There is a lack of evidence to support the use of condylar positioning devices in orthognathic surgery. Costa et al. (2008) stated that in the past few years, many devices have been proposed for preserving the pre-operative position of the mandibular condyle during bilateral sagittal split osteotomy. The authors stated that accurate mandibular condyle re-positioning is considered important to obtain a stable skeletal and occlusal result, and to prevent the onset of TMD. Condylar positioning devices (CPDs) have led to longer operating times, the need to keep inter-maxillary fixation as stable as possible during their application and the need for precision in the construction of the splint or intra-operative wax bite. The authors reviewed the literature concerning the use of CPDs in orthognathic surgery since 1990 and their application to prevent skeletal instability and contain TMD since 1995. They concluded that there is no scientific evidence to support the routine use of CPDs in orthognathic surgery.

Definitions and Descriptions:

  • Class I occlusion: Exists with the teeth in a normal relationship when the mesial-buccal cusp of the maxillary first permanent molar coincides with the buccal groove of the mandibular first molar.
  • Class II malocclusion: Occurs when the mandibular teeth are distal or behind the normal relationship with the maxillary teeth. This can be due to a deficiency of the lower jaw or an excess of the upper jaw, and, therefore, presents two types: (1) Division I is when the mandibular arch is behind the upper jaw with a consequential protrusion of the upper front teeth. (2) Division II exists when the mandibular teeth are behind the upper teeth, with a retrusion of the maxillary front teeth. Both of these malocclusions have a tendency toward a deep bite because of the uncontrolled migration of the lower front teeth upward.
  • Class III malocclusion: Occurs when the lower dental arch is in front of (mesial to) the upper dental arch. People with this type of occlusion usually have a strong or protrusive chin, which can be due to either horizontal mandibular excess or horizontal maxillary deficiency. Commonly referred to as an under bite.

Maxillary advancement is a type of orthognathic surgery that may be necessary to improve the facial contour and normalize dental occlusion when there is a relative deficiency of the midface region. This is done by surgically moving the maxilla with sophisticated bone mobilization techniques and fixing it securely into place.

Depending on the soft tissue profile of the face or the severity of an occlusal discrepancy, problems with the lower face may require surgery on the mandible. This can be done in conjunction with or separate from maxillary surgery. The mandible can be advanced, set back, tilted or augmented with bone grafts. A combination of these procedures may be necessary. Following any significant surgical movement of the mandible, fixation may be accomplished with mini-plates and screws or with a combination of interosseous wires and intermaxillary fixation (IMF).
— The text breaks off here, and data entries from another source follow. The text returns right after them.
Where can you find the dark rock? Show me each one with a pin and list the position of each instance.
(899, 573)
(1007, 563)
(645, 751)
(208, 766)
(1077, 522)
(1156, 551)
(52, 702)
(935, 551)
Rigid fixation (screws and plates) has the advantage of needing limited or no IMF. However, if interosseous wiring is used, IMF is maintained for approximately six weeks.

Anomaly: Deviation from normal.

Anteroposterior: From front to back.

Asymmetry: The lack of balance or symmetry.

Cephalometric: A scientific measurement of the head.

Cephalometrics: The interpretation of lateral skull X-rays taken under standardized conditions.

Dentoalveolar: Relating to a tooth and the part of the alveolar bone that immediately surrounds it.

Dysphagia: Difficulty swallowing.

Genioplasty: Plastic surgery of the chin.

Malformation: An abnormal shape or structure.

Malocclusion: Imperfect contact with the mandibular and maxillary teeth.

Mandible: The horseshoe-shaped bone forming the lower jaw.

Mastication: Biting and grinding food in the mouth so it becomes soft enough to swallow.

Maxilla: A paired bone that forms the skeletal base of the upper face, roof of the mouth, sides of the nasal cavity and floor of the orbit (contains the eye). The upper jaw.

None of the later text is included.